Clinerion, a leader in real-world data solutions, is helping bring medical data informatics to the life sciences industry. CEO Barış Erdoğan explains how the company is creating and applying technology to significantly reduce the drug development timeline. Clinerion uses Big Data analytics technologies to help hospitals, pharmaceutical companies and research organizations identify high-risk patients for different diseases, improve the market access process, respecting privacy laws and regulations along the way.
There is a huge interest now for healthcare data analysis to better protect people from the effects of the [corona]virus. This is really opening new doors, allowing us to increase our client base, as well as increase our use cases
Having recently taken over as CEO, what has your career progression up to this point been?
I took over the CEO role at the beginning of the year, yes, but I have been working at Clinerion for almost eight year in different roles. I was in charge of Clinerion’s first commercial project in Turkey in 2013 and founded the Turkey subsidiary in 2014. Two years later, I became the regional head for Eastern Europe, Middle East and Africa. And in 2019, I became the global VP responsible for Clinerion’s site and patient network.

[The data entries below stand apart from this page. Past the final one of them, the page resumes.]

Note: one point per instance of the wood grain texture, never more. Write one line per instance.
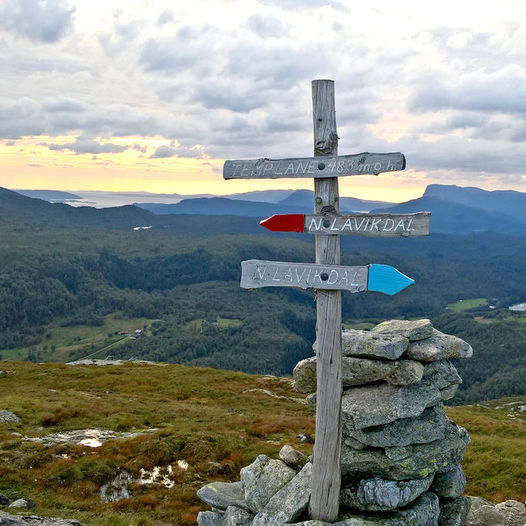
(326, 473)
(370, 225)
(256, 273)
(333, 166)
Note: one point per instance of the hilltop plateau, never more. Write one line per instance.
(163, 430)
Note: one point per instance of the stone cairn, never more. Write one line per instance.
(401, 454)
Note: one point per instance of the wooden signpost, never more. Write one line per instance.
(327, 276)
(372, 225)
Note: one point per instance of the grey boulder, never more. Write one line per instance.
(439, 347)
(221, 495)
(237, 517)
(450, 483)
(209, 518)
(292, 457)
(412, 330)
(423, 459)
(378, 494)
(360, 371)
(376, 405)
(289, 502)
(423, 512)
(22, 504)
(426, 427)
(262, 479)
(369, 344)
(442, 373)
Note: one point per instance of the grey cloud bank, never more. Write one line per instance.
(231, 79)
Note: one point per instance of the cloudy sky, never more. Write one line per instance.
(154, 95)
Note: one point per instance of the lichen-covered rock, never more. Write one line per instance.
(442, 373)
(209, 518)
(262, 479)
(423, 459)
(453, 512)
(289, 502)
(369, 344)
(439, 347)
(514, 510)
(292, 457)
(449, 392)
(423, 512)
(424, 428)
(22, 504)
(360, 371)
(237, 517)
(450, 483)
(378, 494)
(221, 495)
(412, 330)
(33, 520)
(376, 405)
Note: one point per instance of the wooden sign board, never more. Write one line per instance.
(371, 225)
(379, 278)
(334, 166)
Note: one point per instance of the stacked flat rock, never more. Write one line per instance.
(401, 454)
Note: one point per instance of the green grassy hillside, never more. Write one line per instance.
(195, 417)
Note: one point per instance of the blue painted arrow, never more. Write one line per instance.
(386, 279)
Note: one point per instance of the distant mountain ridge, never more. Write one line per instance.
(48, 195)
(298, 202)
(507, 202)
(454, 210)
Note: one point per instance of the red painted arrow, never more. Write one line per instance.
(284, 223)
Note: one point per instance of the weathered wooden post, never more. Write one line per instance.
(326, 476)
(327, 277)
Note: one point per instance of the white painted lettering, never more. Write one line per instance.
(267, 167)
(298, 276)
(261, 274)
(364, 167)
(356, 226)
(374, 224)
(302, 167)
(314, 225)
(333, 277)
(400, 224)
(347, 224)
(385, 229)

You have taken on this challenge at quite an unusual time. How has the COVID-19 pandemic affected the company and what is at the top of your priority sheet at the moment?
Being a technology company, working remotely is not as big a challenge as it is for other companies in the industry. What we have seen as a positive challenge is the surge in industry and researcher demand for analysing real-world data since they are seeking to understand the spread and ramifications of COVID-19. They also want to be prepared for the next waves of different viruses in the future.
Therefore, there is a huge interest now for healthcare data analysis to better protect people from the effects of the virus. This is really opening new doors, allowing us to increase our client base, as well as increase our use cases.
Initially, back in 2012, the company started building its hospital network focusing on the clinical trials environment. The focus was more on clinical trial feasibility, site selection and patient recruitment. However, over the last two years, and especially after the COVID-19 outbreak, the focus is switching to data analytics for different commercial and research purposes. Real-world data can be used to identify high-risk patients for different diseases or to help pharma companies in market access or market research.
New tools on our platform are capable of doing this in real time with anonymized, aggregated data sets, and we are developing the accompanying infrastructure. Our model strictly adheres with data and privacy laws, the EU’s GDPR, and other regulations, meaning we do not access any identifiable personal data on our systems.
So, it is all anonymized and you are not dealing with individual patient data that can be traced back to individual patients.
Exactly. We have a patented technology that runs within the hospital under firewall protection that has the capability to allow the hospital itself to re-identify a patient from the original hospital records. That is one piece of the software that runs only within the hospital system, under the control of the hospital employees. The other piece, which is fully anonymized, is used for research, to identify disease patterns, treatment patterns, etc.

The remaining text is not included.